ChanlChanl
Agent Architecture

Multi-Agent Systems Don't Fail at Reasoning. They Fail at Handoff.

Multi-agent systems don't fail at reasoning. They fail at handoff. Command objects, memory transfer, and the 8-10 handoff cliff, plus the telemetry that catches drift.

DGDean GroverCo-founderFollow
April 23, 2026
11 min read read
AI-Generated Illustration for Handoff Is the New Prompt -- Soul (2020) Style, Terra Cotta Palette

When a multi-agent system starts failing in production, the first move is almost always to swap the model. Sonnet to Opus. Try GPT-5.4 Pro. Crank the reasoning budget. That move is almost always wrong.

The MAST study annotated 1,642 execution traces across seven open-source multi-agent frameworks and found that inter-agent misalignment is one of the three largest failure categories, alongside system design issues and task verification gaps.
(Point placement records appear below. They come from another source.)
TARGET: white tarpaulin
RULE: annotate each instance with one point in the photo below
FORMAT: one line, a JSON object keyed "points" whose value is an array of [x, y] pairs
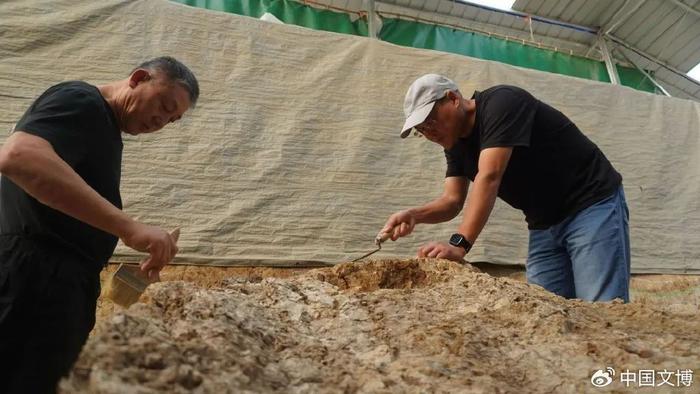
{"points": [[293, 152]]}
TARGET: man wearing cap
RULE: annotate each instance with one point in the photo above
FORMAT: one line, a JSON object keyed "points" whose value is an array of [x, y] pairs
{"points": [[511, 145]]}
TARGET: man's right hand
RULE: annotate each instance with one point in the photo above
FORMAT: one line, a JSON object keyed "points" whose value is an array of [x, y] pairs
{"points": [[156, 242], [399, 224]]}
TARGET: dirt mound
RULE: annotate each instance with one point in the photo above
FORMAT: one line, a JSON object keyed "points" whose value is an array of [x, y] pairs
{"points": [[390, 274], [382, 326]]}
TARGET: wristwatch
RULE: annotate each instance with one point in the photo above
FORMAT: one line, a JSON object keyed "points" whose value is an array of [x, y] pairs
{"points": [[458, 239]]}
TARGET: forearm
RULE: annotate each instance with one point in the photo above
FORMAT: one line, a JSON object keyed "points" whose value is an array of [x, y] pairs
{"points": [[440, 210], [54, 183], [479, 205]]}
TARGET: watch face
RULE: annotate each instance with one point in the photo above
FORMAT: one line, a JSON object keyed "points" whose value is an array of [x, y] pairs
{"points": [[456, 239]]}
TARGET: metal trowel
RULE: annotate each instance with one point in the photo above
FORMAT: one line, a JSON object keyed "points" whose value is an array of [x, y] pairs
{"points": [[128, 282], [381, 237]]}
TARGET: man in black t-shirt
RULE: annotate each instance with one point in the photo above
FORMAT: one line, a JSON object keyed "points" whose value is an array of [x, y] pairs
{"points": [[60, 213], [511, 145]]}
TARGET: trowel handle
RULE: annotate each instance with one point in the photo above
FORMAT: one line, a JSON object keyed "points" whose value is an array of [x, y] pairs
{"points": [[381, 237]]}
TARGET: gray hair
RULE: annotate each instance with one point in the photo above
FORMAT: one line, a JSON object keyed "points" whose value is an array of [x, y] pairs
{"points": [[174, 72]]}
Context loss during handoff is the one failure mode that shows up in every incident report. A separate Google Research evaluation across 180 agent configurations found that independent multi-agent networks amplify errors 17.2x versus single-agent baselines.

The model can solve the task. The handoff is what drops it.

What a Handoff Actually Is

Across every framework shipped in the last year, a handoff is the same primitive wearing different clothes: a tool call that transfers control and some amount of state from one agent to another.

  • OpenAI Agents SDK (the production successor to Swarm): a handoff is a transfer_to_<agent> function. When the active agent calls it, the runner swaps active_agent and keeps the shared conversation history. Handoffs are explicit tool calls, which means they're visible in the trace.
  • LangGraph Command: a node returns Command(goto="agent_b", update={...}, graph=Command.PARENT). The goto routes control, the update mutates state, and the graph scope decides whether the hop stays inside a subgraph or exits to the parent.
  • Anthropic orchestrator-worker: the lead agent dispatches subagents in parallel, each with its own context window. Subagents don't talk to each other. They return condensed summaries (typically 1-2k tokens after 10k+ of exploration) back to the lead.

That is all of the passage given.